Global oil prices fell to their lowest level in about two weeks during the final days of May [1, 2, 3].

The decline reflects a volatile intersection of geopolitical optimism and economic anxiety. While diplomatic progress in the Middle East may reduce the risk of supply disruptions, fears regarding global trade barriers threaten long-term demand.

Prices dropped about two percent on Tuesday [2, 3]. The trend continued into Wednesday, with prices falling about one percent [1]. August WTI crude oil (CLQ25) saw a decrease of 1.01, representing a 1.50% drop [4].

Market analysts point to several diverging factors for the slide. President Donald Trump said "the war with Iran will end very quickly" [1]. This assertion, coupled with reports that U.S. and Iranian officials are moving closer to a peace deal, has eased the risk premium typically associated with Middle East instability [3, 5].

However, other economic pressures are weighing on the market. Some analysts said that jitters over the global economy are dampening the demand outlook [2]. Specifically, concerns that U.S. tariffs could slow global economic activity have contributed to the downward pressure on crude prices [2].

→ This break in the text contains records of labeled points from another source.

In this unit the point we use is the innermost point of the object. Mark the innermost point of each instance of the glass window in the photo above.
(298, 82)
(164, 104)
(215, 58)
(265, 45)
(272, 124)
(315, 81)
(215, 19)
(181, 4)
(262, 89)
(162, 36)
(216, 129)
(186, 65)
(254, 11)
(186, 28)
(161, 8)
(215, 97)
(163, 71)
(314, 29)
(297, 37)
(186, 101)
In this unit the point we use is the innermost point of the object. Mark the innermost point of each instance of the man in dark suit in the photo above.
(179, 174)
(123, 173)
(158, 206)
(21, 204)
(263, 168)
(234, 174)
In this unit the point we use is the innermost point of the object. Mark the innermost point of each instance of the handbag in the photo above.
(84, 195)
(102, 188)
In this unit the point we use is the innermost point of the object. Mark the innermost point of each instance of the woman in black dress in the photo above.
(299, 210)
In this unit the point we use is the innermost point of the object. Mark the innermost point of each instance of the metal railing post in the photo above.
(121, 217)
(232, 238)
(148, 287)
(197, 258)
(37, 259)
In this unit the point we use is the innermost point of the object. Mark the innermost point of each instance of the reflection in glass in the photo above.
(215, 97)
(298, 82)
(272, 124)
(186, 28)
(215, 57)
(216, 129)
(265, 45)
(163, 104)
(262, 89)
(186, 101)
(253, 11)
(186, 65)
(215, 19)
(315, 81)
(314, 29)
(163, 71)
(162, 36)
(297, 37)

These conflicting drivers create a complex environment for traders. The potential for a diplomatic resolution with Iran suggests a more stable supply of oil to the global market, a factor that typically lowers prices. Simultaneously, the prospect of trade wars through tariffs suggests a contraction in the amount of oil the world will need to consume [2].

"the war with Iran will end very quickly."

The current price volatility highlights a shift in oil market drivers from immediate geopolitical fear to broader macroeconomic uncertainty. While the prospect of peace between the U.S. and Iran removes a significant 'war premium' from the price of a barrel, the market is now pivoting to assess how U.S. trade policy and tariffs might stifle the global industrial growth that fuels oil consumption.